La Presse Anarchiste

La violence et la dérision

Oppos­er la déri­sion à la dic­tature est une forme de lutte qui peut paraître futile aux yeux de cer­tains ; dans ce roman, l’au­teur nous mon­tre qu’il n’en est rien et que la déri­sion bien employée peut amen­er la chute d’un « régime fort ».

Dès le début du livre, nous sommes dans le vif du sujet par la rela­tion d’un inci­dent met­tant aux pris­es un gen­darme avec un men­di­ant instal­lé sur le seuil d’un immeu­ble cos­su, bra­vant ain­si l’in­ter­dit des autorités. Le gen­darme se pré­cip­ite sur lui, l’ac­ca­ble d’im­pré­ca­tions, puis de coups de en plus bru­taux et finit par le désar­tic­uler.
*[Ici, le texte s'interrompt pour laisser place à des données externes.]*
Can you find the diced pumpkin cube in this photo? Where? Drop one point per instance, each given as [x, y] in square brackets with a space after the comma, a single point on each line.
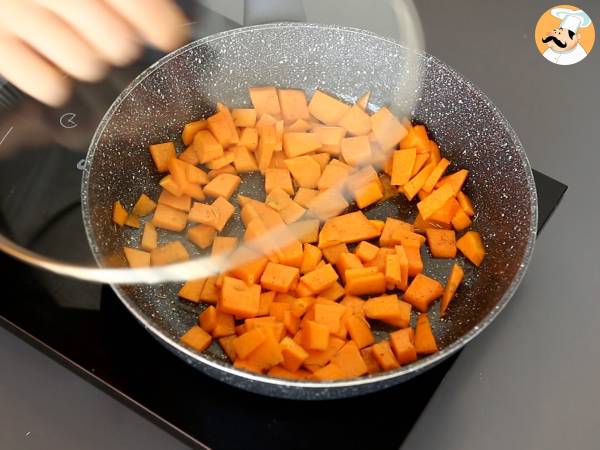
[370, 361]
[196, 338]
[195, 175]
[278, 277]
[239, 299]
[190, 129]
[293, 354]
[402, 166]
[366, 251]
[369, 284]
[315, 336]
[356, 150]
[189, 156]
[243, 160]
[169, 184]
[348, 228]
[181, 203]
[388, 130]
[368, 194]
[206, 146]
[248, 342]
[208, 319]
[422, 291]
[265, 100]
[223, 185]
[162, 154]
[332, 252]
[249, 138]
[244, 117]
[305, 170]
[320, 279]
[330, 138]
[202, 235]
[278, 178]
[144, 206]
[304, 196]
[359, 330]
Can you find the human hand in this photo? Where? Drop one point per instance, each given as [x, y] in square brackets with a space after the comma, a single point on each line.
[45, 43]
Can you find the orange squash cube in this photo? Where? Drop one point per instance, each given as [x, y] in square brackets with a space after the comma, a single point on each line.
[239, 299]
[196, 338]
[162, 154]
[244, 117]
[223, 185]
[278, 278]
[190, 129]
[249, 138]
[265, 100]
[298, 144]
[422, 291]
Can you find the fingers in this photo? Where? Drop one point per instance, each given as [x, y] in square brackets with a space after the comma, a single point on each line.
[159, 22]
[47, 34]
[101, 27]
[33, 74]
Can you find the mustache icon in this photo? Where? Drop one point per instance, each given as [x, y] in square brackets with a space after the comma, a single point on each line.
[555, 40]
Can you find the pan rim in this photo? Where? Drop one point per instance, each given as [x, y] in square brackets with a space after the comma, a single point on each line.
[384, 378]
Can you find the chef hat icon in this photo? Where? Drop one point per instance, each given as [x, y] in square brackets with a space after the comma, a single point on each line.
[571, 19]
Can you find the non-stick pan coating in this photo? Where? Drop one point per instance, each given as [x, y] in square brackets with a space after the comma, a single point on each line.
[185, 85]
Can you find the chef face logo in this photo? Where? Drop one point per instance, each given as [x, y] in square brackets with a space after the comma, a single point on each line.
[564, 35]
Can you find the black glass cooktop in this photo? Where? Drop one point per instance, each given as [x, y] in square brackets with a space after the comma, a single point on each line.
[85, 327]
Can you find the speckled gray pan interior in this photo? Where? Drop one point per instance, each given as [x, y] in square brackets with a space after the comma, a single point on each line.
[346, 62]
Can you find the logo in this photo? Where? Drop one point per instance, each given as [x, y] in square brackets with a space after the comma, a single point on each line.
[565, 35]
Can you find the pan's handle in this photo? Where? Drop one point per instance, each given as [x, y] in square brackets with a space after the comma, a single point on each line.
[257, 12]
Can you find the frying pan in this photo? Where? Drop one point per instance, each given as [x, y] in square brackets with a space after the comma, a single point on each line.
[186, 84]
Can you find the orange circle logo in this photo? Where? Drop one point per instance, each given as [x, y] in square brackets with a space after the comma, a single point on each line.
[564, 35]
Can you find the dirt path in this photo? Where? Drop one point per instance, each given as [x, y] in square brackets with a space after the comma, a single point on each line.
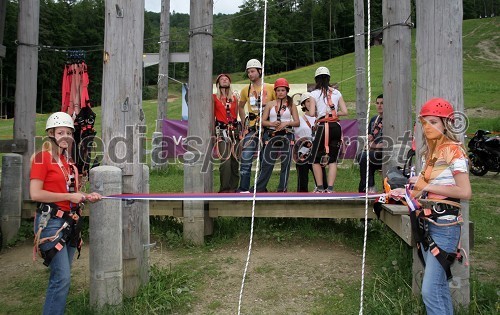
[282, 279]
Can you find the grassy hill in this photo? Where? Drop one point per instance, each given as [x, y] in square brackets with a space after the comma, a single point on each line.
[481, 65]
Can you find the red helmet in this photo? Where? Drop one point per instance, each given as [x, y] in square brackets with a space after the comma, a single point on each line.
[281, 82]
[437, 107]
[220, 76]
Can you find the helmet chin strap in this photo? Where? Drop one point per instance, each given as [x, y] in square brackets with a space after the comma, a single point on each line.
[57, 144]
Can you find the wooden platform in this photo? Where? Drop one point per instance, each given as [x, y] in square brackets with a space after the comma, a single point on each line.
[346, 209]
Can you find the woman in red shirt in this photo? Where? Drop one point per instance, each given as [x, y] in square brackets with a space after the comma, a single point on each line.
[54, 185]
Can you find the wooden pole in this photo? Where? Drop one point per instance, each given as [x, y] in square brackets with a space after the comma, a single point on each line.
[3, 6]
[26, 82]
[440, 74]
[123, 124]
[163, 65]
[197, 166]
[359, 46]
[145, 236]
[105, 223]
[11, 201]
[397, 79]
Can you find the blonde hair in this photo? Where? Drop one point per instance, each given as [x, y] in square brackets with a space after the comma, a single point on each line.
[48, 146]
[448, 133]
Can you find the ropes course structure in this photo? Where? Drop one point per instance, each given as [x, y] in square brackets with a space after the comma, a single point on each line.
[254, 196]
[367, 120]
[247, 262]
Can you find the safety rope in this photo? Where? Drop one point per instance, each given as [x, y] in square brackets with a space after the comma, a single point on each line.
[247, 262]
[367, 123]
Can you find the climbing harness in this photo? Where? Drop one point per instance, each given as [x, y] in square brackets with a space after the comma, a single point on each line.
[426, 211]
[76, 103]
[70, 232]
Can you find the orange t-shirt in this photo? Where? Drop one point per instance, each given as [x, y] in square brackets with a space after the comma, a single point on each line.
[46, 169]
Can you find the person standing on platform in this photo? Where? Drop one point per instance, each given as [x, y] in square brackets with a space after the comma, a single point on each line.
[329, 106]
[227, 133]
[376, 145]
[304, 134]
[253, 98]
[279, 118]
[436, 194]
[54, 184]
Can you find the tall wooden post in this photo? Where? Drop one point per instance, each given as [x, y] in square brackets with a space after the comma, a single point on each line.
[198, 175]
[105, 223]
[11, 203]
[163, 65]
[359, 46]
[26, 81]
[123, 124]
[440, 74]
[3, 6]
[397, 79]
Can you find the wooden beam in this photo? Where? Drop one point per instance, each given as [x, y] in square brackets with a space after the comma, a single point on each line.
[359, 47]
[198, 170]
[26, 82]
[13, 146]
[291, 209]
[397, 81]
[163, 66]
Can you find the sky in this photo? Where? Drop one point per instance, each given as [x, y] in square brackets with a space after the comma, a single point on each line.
[182, 6]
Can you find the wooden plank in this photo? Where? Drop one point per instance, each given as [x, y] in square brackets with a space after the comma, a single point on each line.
[397, 81]
[13, 146]
[291, 209]
[396, 217]
[396, 209]
[26, 82]
[172, 208]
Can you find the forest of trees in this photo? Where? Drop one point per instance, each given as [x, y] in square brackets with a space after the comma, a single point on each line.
[299, 33]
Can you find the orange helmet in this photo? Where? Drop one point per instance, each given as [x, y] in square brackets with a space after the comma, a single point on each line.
[281, 82]
[220, 76]
[437, 107]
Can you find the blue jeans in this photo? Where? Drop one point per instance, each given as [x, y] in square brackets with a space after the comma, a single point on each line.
[435, 289]
[60, 270]
[249, 148]
[277, 145]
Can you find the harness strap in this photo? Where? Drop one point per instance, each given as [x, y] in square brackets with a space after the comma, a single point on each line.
[70, 230]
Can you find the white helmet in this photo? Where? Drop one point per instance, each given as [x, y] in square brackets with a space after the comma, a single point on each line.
[253, 63]
[304, 97]
[322, 70]
[59, 119]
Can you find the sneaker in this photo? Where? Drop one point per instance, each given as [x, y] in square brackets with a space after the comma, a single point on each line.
[318, 190]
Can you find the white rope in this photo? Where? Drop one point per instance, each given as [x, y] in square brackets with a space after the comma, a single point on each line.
[247, 262]
[361, 298]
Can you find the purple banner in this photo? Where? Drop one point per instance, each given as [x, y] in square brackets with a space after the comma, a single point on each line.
[175, 132]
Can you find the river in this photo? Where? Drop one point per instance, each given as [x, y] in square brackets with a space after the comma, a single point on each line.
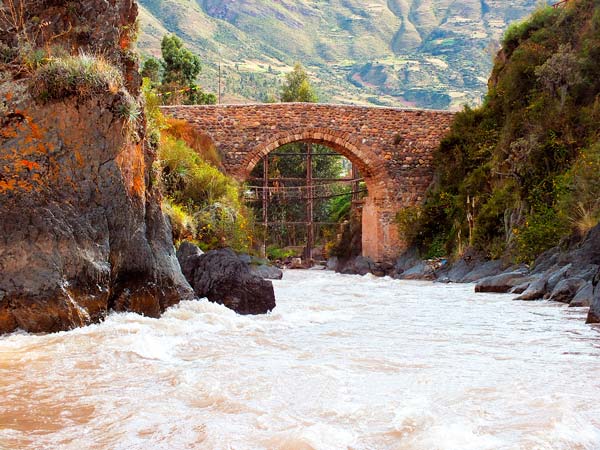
[344, 362]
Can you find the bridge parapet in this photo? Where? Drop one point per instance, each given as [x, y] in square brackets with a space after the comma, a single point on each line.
[393, 149]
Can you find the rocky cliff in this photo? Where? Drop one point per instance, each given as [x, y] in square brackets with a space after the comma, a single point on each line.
[81, 229]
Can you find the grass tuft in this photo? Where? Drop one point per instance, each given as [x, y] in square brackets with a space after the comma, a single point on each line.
[82, 76]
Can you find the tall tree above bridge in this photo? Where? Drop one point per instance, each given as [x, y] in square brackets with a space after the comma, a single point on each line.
[174, 76]
[297, 87]
[181, 65]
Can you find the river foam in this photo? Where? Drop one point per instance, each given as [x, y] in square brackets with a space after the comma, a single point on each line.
[344, 362]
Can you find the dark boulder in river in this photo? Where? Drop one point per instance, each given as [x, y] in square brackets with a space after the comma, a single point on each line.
[594, 314]
[222, 277]
[81, 228]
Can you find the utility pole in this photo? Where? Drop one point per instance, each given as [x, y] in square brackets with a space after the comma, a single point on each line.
[219, 83]
[265, 199]
[310, 236]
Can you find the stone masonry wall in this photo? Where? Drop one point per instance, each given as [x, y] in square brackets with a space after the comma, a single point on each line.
[393, 149]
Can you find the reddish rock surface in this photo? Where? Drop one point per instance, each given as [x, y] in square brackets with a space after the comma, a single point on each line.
[81, 230]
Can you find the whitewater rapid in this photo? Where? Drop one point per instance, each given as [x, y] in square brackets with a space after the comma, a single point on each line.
[344, 362]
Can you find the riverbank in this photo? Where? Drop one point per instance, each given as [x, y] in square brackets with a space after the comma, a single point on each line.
[567, 275]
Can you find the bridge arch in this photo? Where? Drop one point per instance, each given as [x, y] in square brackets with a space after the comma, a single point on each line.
[339, 142]
[392, 148]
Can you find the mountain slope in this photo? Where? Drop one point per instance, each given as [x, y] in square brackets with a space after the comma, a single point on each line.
[428, 53]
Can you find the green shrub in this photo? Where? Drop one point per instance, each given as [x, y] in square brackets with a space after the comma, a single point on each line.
[409, 220]
[83, 76]
[209, 197]
[542, 230]
[182, 223]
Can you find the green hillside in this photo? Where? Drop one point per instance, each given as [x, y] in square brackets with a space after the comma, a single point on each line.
[427, 53]
[521, 174]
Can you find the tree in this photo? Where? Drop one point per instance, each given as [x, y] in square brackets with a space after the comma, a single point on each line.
[181, 65]
[297, 87]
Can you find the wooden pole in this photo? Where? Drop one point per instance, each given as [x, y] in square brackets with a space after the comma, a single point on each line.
[355, 184]
[265, 205]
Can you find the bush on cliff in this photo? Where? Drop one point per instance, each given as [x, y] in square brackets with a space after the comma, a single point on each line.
[519, 174]
[83, 76]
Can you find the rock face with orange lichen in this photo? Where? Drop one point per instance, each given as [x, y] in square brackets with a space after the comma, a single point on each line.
[81, 229]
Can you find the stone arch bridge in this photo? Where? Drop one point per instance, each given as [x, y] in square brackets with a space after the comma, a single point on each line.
[392, 148]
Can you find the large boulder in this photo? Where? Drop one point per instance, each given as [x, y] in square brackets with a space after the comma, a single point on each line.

La foule, qui assiste à la scène, est scan­dal­isée, hor­ri­fiée, puis soudain forte­ment amusée aux dépens du représen­tant de l’or­dre, car le men­di­ant n’é­tait qu’un man­nequin habile­ment grimé, placé en ce lieu très pas­sager par nos amis subversifs.

Au fil des pages, nous décou­vrons d’autres actions orig­i­nales dans la forme et dans l’e­sprit, notam­ment la pose d’af­fich­es louant à l’ex­trême la dic­ta­teur et aus­si l’ou­ver­ture d’une souscrip­tion des­tinée à l’érec­tion d’une gigan­tesque stat­ue du même personnage.

Le cli­mat, entretenu par ces actions, ridi­culise le gou­verneur, qui est prêt à démis­sion­ner lorsque inter­vi­en­nent les « révo­lu­tion­naires qui se pren­nent au sérieux ». Ceux-ci vont faire avorter in extrem­is le pro­jet mûri par les adeptes de la déri­sion en assas­si­nant le dictateur.

Nous ne pou­vons faire mieux que de citer les dernières lignes du livre situ­ant exacte­ment l’er­reur de cet atten­tat qui « d’un bour­reau avait fait une vic­time, un exem­ple glo­rieux de civisme et de sac­ri­fice pour les généra­tions futures, per­pé­tu­ant ain­si l’éter­nelle imposture ».

Ceci est la trame de ce roman, mais nous avons égale­ment le plaisir de décou­vrir au tra­vers de per­son­nages, dont l’analyse psy­chologique est bien menée, une mise en valeur de qual­ités humaines qui nous sont chères : sens de l’ironie, non-con­formisme, goût de la lib­erté, amour de la vie. Nous dirons, pour ter­min­er, que c’est là un ouvrage qui donne envie de lire les autres œuvres d’Al­bert Cossery, notam­ment : Les Fainéants dans la val­lée fer­tile et Men­di­ants et Orgueilleux.